No Need to Fear Peer Evaluation: an Alternate Model for Expert and Novice Evaluations in Business Studies

Ross Humby

Higher Colleges of Technology — Dubai, UAE

Cite this Article as:

Ross Humby (2013), "No Need to Fear peer evaluation: An Alternate Model for Expert and Novice Evaluations in Business Studies," Journal of e-Learning and Higher Education, Vol. 2013 (2013), Article ID 120029,
DOI: 10.5171/2013.120029

Copyright © 2013. Ross Humby. Distributed under Creative Commons CC-BY 3.0

Abstract

This research was conducted to determine if there were consistent differentials, or patterns in the peer grading that could be utilized to further understand the potential impact on student grades with the use of summative peer evaluations in this presentation style of interactive assessment activity for first year business students. The data was reviewed in aggregate, and then on individual, booth by booth comparison. The evaluation grades from the peer or ‘novice’ evaluators were within the same range as those provided by the faculty or ‘expert’ evaluators.  The research also introduced a variant on peer evaluation as the peer evaluators were senior year students three years ahead of their ‘peers’. The available information on peer assessment studies targeting year one students is limited (Nulty, 2011) and this case study provides further evidence of the use of peer evaluation in first year of post-secondary.  

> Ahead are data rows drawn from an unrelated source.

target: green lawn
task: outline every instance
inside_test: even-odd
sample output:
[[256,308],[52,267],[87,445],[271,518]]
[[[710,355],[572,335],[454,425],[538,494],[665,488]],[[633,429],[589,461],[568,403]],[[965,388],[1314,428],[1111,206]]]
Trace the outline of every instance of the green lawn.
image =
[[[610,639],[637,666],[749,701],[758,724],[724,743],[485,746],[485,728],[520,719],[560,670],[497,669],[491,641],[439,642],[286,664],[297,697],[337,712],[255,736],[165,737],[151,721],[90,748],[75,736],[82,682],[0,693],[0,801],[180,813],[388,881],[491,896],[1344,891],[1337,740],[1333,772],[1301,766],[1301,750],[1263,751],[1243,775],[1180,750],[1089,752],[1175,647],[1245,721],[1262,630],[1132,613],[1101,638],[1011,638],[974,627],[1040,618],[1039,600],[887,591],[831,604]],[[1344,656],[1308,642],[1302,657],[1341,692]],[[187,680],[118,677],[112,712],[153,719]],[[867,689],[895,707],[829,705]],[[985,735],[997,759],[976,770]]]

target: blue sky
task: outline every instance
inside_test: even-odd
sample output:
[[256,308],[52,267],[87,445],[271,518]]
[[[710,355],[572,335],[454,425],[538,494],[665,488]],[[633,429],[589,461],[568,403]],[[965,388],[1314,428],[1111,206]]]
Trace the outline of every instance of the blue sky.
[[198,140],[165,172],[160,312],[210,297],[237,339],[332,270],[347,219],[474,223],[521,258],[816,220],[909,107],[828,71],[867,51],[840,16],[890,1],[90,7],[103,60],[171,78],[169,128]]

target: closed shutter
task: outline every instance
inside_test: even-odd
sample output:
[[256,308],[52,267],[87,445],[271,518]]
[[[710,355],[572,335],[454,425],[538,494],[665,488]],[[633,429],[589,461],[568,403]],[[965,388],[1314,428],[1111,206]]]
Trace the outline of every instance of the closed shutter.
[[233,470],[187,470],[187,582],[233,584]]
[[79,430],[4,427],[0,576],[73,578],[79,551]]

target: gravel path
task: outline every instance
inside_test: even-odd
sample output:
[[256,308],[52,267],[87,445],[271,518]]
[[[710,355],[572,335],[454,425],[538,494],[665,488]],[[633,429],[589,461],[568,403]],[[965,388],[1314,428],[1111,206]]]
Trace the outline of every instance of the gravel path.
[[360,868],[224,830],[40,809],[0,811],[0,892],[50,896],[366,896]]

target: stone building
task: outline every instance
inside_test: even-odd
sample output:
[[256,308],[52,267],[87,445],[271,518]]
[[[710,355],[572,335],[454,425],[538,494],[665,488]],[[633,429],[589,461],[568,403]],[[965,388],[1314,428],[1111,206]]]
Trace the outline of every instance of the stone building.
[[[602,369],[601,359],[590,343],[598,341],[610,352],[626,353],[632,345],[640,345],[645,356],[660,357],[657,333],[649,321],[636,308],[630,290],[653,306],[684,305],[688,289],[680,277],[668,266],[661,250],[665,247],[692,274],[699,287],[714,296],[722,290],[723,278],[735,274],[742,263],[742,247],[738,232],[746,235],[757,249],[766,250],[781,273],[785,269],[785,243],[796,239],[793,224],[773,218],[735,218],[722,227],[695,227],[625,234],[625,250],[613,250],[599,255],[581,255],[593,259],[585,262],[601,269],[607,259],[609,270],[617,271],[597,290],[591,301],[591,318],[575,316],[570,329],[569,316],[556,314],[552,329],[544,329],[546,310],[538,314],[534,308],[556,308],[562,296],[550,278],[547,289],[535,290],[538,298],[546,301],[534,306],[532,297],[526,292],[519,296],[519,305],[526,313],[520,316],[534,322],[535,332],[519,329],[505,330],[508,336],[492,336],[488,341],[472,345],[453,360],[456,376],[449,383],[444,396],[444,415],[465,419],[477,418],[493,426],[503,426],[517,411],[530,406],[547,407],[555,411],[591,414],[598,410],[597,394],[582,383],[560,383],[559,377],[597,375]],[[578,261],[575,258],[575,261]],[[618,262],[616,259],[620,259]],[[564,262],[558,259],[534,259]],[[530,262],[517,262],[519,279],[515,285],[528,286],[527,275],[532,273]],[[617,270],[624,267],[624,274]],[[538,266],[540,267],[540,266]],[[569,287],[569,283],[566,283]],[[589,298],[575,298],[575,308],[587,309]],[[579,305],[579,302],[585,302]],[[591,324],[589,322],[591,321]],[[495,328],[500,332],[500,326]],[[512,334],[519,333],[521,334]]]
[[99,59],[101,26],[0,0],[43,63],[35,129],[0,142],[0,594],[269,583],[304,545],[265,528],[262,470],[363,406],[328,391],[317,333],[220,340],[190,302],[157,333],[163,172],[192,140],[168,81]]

Keywords: peer evaluation, business assessment, higher education

Introduction: Current Issues Forum

The Current Issues Forum (CIF) is an annual event at the DWC where teams of first year business students present their findings on topics relevant to the global business community.  Each year the forum has a central theme and all research is focused on that theme. There are typically 3 to 5 students in each team and between 100 and 200 first year, first semester students participating in any given year. Duncan Nulty (2011) has noted that the specific study of year one students in the peer assessment literature is very limited, and year or level may be an important criterion in the use of peer assessment . The students spend up to eight weeks researching the topics, preparing presentations and display materials for the booth. The CIF is scheduled past the mid-point in the semester in a trade show style format on campus. Each student team presents their findings in a multi-media style trade show display including a computer based presentations. Both team and individual contributions are assessed based on a standard grading form. Only the expert grades were utilized in the determination of the student’s final grade on the project assessment. The research was part of an effort to determine where and how peer evaluations might contribute to formal grading this activity in the future.

Peer Evaluation

Peer Evaluation has many different names, forms, definitions, purposes and applications in higher education literature.  Some of the alternative appellations include ‘peer review’ (Madden, 2000), ‘peer evaluation’ (Greguras et al., 2001), ‘peer appraisal’ (Roberts, 2002), and ‘peer support review’ (Bingham and Ottewill, 2001).  The process has been applied to the evaluation of faculty by other faculty, and to the evaluation of students by other students. One working definition as applied to students was provided by Pare and Joordens (2008, p.527) “peer assessment, sometimes called peer evaluation or peer review, is a process where peers review each other’s work, usually along with, or in place of, an expert marker.”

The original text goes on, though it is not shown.